Before I begin my answer and because you use both terms in your question, I'd like to note that:
$$
loss \; function = cost \ function
$$
The cost function is the way your model evaluates its performance. The lower the cost, the closer your predictions are to the targets and thus the better your model is performing. This is the definition of the loss function. So, the goal of the whole learning process is to simply lower the value of the cost function.
How do you proceed to minimize the cost? SGD! Once you reach a local minima and the cost is at its lowest value, you can say that that's the closest your predictions can get to the targets.
In case something isn't exactly clear I'll answer your questions one by one:
When calculating the derivative of the the cost with respect to the weights, why is it that we move in the direction of minimising this cost?

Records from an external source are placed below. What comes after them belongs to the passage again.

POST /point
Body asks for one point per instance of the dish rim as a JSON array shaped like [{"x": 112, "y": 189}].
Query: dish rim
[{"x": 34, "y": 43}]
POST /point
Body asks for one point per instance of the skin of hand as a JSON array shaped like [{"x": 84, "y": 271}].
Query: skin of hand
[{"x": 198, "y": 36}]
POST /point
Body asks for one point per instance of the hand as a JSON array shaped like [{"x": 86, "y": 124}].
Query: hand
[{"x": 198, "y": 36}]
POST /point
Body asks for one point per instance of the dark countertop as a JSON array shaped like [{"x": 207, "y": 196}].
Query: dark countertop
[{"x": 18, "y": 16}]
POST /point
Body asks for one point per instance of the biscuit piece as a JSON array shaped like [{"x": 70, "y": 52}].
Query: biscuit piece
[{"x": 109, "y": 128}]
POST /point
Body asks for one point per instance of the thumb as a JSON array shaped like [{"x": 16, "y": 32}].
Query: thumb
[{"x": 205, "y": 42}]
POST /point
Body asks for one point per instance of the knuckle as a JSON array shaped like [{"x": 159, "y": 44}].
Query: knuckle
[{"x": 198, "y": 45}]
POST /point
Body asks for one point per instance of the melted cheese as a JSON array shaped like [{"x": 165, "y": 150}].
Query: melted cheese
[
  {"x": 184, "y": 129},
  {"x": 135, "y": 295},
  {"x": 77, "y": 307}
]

Because that's the goal of the whole training procedure: to minimize the cost. The cost shows you how close your predictions are to the targets.
Why does this optimise the model and cause weight adjustment that produces better predictions. Is the local minima directly linked to the loss function?
Yes the local minimum is referring to the loss function. I.e. it's a place in the function where, whichever direction you choose will increase its value.
Is it intuitive that the loss function creates error metric 'x' and that finding the local maximum through gradient descent for example would simply increase the error and thus weight adjustment moves in the wrong direction?
No, the (training) error is measured by the loss function. By minimizing the loss function, by definition, you are reducing the error.